Question

Accepted Workflows for Strongly Ontology/Pathway-Driven Analyses of RNA-seq Data

0

Entering edit mode

7.9 years ago

JMallory • 0

Are there generally accepted workflows for strongly ontology/pathway-driven analyses of RNA-seq data?

Specifically, I have a dataset of ~159,000 unique transcripts mapping to ENST identifiers that I've performed differential expression analysis on (healthy tissue vs. diseased). The PI I am currently working with is only interested in a specific class of glycoproteins and known pathways related to his disease process. I had a member of his group generate a list of relevant GO terms for both the glycoproteins and known disease pathways. I parsed this to the level of a unique gene list derived from all the GO terms (via biomaRt) and then used this list to filter my DE transcripts.

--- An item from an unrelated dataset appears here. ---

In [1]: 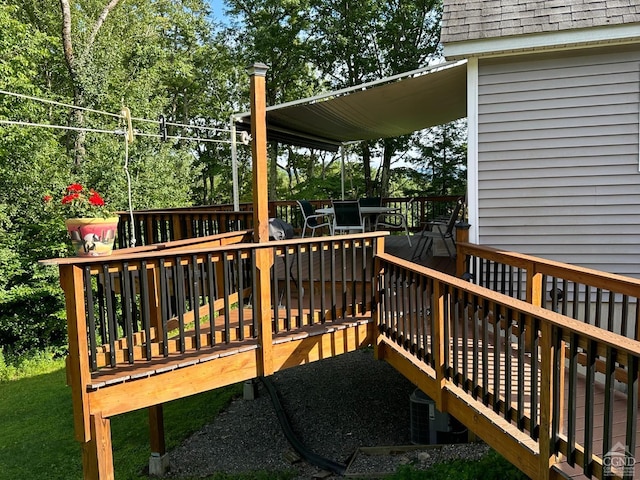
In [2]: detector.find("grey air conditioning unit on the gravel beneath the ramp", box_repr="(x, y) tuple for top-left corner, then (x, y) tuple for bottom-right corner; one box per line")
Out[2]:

Now I have a list of transcripts related to the PI's molecules/disease of interest sorted by p-value as give by DE analysis (using edgeR). Simply stated, I have no idea what to do with this.

Intuition tells me I should attempt to integrate log2 fold change data somehow. The PI has suggested to just dump the top 1,000 ontology-filtered DE genes (by p-value) into the Cytoscape ReactomeFI plugin, run gene set analysis, and call it a day. At best, this seems uninformative and, at worst, a tautology since we've already highly preselected the genes to be used as input.

Has anyone else encountered a similar situation? Are there better ways of analyzing RNA-seq data when there are strong prior assumptions about what genes/transcripts/pathways will be considered?

RNA-Seq • 2.0k views

ADD COMMENT • link updated 7.9 years ago by Lluís R. ★ 1.2k • written 7.9 years ago by JMallory • 0

2

Entering edit mode

7.9 years ago

sysbiocoder ▴ 180

Use the differentially expressed genes to determine the biological significant pathways with GeneSCF http://genescf.kandurilab.org/

Check if the pathway of interest is enriched, you cannot just use only selected genes for enrichment analysis

ADD COMMENT • link 7.9 years ago by sysbiocoder ▴ 180

score 1 · Accepted Answer · 2017-09-05

Gene Set Enrichment methods are designed precisely for that purpose. Having your list of genes (transcripts ) of interest you can apply these methods to the whole list of genes to observe if there is any difference of this group of genes, for instance, it is more expressed in the disease rather than in controls.

The most common methods of GSEA are implemented in Bioconductor in the following packages: fgsea (a method similar to the one on the Broad Institute), limma, gsva. For testing which GO terms are more enriched you could use GOseq or topGO or GOstats. Here I am assuming you already know what do these transcripts do.

There are other type of analysis besides differential expression analysis, but using them would require to know what question are you trying to answer.